The growing worldwide demand for land has turned numerous African rural regions into a much-sought after commodity for global investments. The multi-methodological and plurilocal project S1-B »Landed Markets« addresses this process from a broad set of different angles ranging from disputed privatizations of collective land titles and the socio-technical establishment of formalized land markets to the rationales and strategies of Asian enterprises investing in African land:
- Constructed Markets: How does the media produce and negotiate „FDI in Land / Land grabbing”? How do the discourses and normative legitimizations differ across national spaces in Africa, Asia and Europe?
- Mobilizing Markets: How is land made mobile and transnational? What socio-technical investments see to it that land circulates between Asia and Africa?
- Negotiating Markets: How do African and Asian actors negotiate land deals (social and political participation, rationales and legitimations, evaluation and pricing, bargaining power)?
On the African side the project will realize comparative studies in Benin, Cameroun and Madagascar. In those countries there are, among others, Malayan, Indian, Chinese, South-Korean and Japanese actors involved in the process of land acquisition for a variety of different reasons (food products, animal feed, industrial crops and energy crops). Is this dynamic opening up new spaces for South-South cooperation and postcolonial development trajectories or does it rather stabilize neo-colonial structures of dependency? In addition to their presence in Africa the role of Asian investors is also analyzed through case studies in Asia, especially the often neglected example Japan.

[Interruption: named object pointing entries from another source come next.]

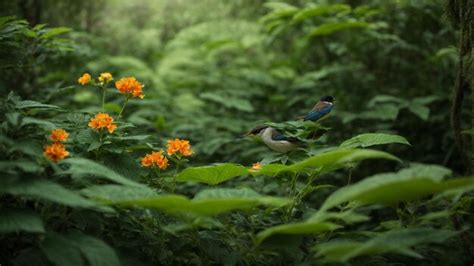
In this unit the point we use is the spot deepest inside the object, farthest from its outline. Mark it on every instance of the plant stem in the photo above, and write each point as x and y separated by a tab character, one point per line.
350	176
103	98
123	107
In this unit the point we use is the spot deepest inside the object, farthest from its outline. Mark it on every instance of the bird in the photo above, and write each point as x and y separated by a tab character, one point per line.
320	110
274	139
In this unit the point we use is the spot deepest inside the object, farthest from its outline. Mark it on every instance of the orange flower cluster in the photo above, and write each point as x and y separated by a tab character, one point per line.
105	77
55	152
103	120
182	147
155	159
86	78
130	86
59	135
256	166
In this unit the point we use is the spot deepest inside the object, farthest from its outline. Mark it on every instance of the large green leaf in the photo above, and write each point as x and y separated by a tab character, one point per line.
328	161
14	221
207	202
80	167
370	139
44	189
212	175
332	27
394	187
61	251
302	228
398	241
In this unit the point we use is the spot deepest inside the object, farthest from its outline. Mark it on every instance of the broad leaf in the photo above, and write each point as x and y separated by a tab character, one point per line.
302	228
207	202
394	187
370	139
61	251
80	167
96	251
397	241
326	162
211	175
33	104
15	221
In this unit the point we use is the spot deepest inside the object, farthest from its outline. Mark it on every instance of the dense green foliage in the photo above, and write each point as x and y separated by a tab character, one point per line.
384	185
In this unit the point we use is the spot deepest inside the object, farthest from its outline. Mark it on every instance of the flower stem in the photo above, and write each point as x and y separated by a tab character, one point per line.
124	104
103	98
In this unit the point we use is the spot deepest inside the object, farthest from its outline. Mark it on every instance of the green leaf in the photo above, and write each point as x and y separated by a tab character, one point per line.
212	175
207	202
332	27
302	228
61	251
370	139
393	187
396	241
469	131
421	111
80	167
33	104
325	162
96	251
47	190
14	221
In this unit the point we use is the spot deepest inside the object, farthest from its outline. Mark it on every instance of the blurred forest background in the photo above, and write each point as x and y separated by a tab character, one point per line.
213	69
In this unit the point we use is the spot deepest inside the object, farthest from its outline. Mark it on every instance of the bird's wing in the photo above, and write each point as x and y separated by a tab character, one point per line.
277	136
319	110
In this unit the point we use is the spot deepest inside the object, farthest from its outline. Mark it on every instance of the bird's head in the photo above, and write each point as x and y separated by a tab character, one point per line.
329	99
257	131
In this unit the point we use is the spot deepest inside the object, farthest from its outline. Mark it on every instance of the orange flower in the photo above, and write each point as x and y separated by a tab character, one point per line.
256	166
86	78
130	86
103	120
179	145
105	77
155	159
59	135
55	152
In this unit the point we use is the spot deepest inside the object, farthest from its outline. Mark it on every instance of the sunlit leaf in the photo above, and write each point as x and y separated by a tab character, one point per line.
393	187
370	139
303	228
213	174
328	161
398	241
61	251
207	202
15	221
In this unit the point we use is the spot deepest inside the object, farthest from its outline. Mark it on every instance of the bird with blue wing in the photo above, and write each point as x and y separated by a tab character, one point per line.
320	110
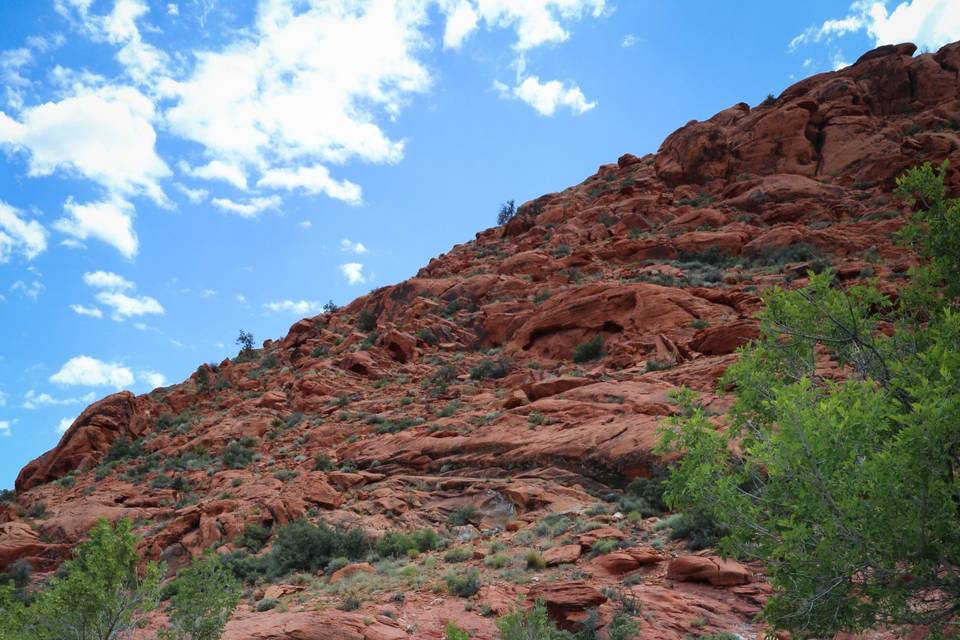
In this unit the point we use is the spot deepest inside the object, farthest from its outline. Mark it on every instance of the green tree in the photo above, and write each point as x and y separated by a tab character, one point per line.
206	596
845	486
98	595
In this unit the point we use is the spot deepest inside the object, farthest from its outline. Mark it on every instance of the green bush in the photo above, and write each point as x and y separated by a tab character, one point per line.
366	321
589	351
206	594
453	632
238	454
459	554
121	449
535	561
491	369
395	544
463	584
534	624
254	537
301	546
462	515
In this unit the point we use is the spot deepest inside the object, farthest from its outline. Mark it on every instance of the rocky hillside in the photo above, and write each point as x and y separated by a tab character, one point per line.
508	395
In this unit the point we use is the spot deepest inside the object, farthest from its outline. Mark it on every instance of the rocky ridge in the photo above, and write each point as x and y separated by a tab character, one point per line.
508	393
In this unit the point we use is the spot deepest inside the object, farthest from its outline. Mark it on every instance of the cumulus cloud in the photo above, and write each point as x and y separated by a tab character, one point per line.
547	97
313	180
27	237
125	306
305	89
110	221
106	280
927	23
90	372
352	247
249	208
353	272
536	22
299	307
196	196
81	310
112	294
64	424
461	22
103	134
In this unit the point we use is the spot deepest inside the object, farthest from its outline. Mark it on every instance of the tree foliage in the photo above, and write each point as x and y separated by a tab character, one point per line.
838	464
98	595
206	596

Research methods include discourse analysis, the participant observation, qualitative interviews and critical cartography. These cartographic techniques are used to visualize subjective perceptions of land and resources by the different groups involved in land deals in order to identify potential lines of conflict. At the same time, “official cartographic representations” of national and international organizations, of investment corporations are being analyzed to de- and reconstruct the socio-technological production and techno-political definition of the quality, availability and use of resources.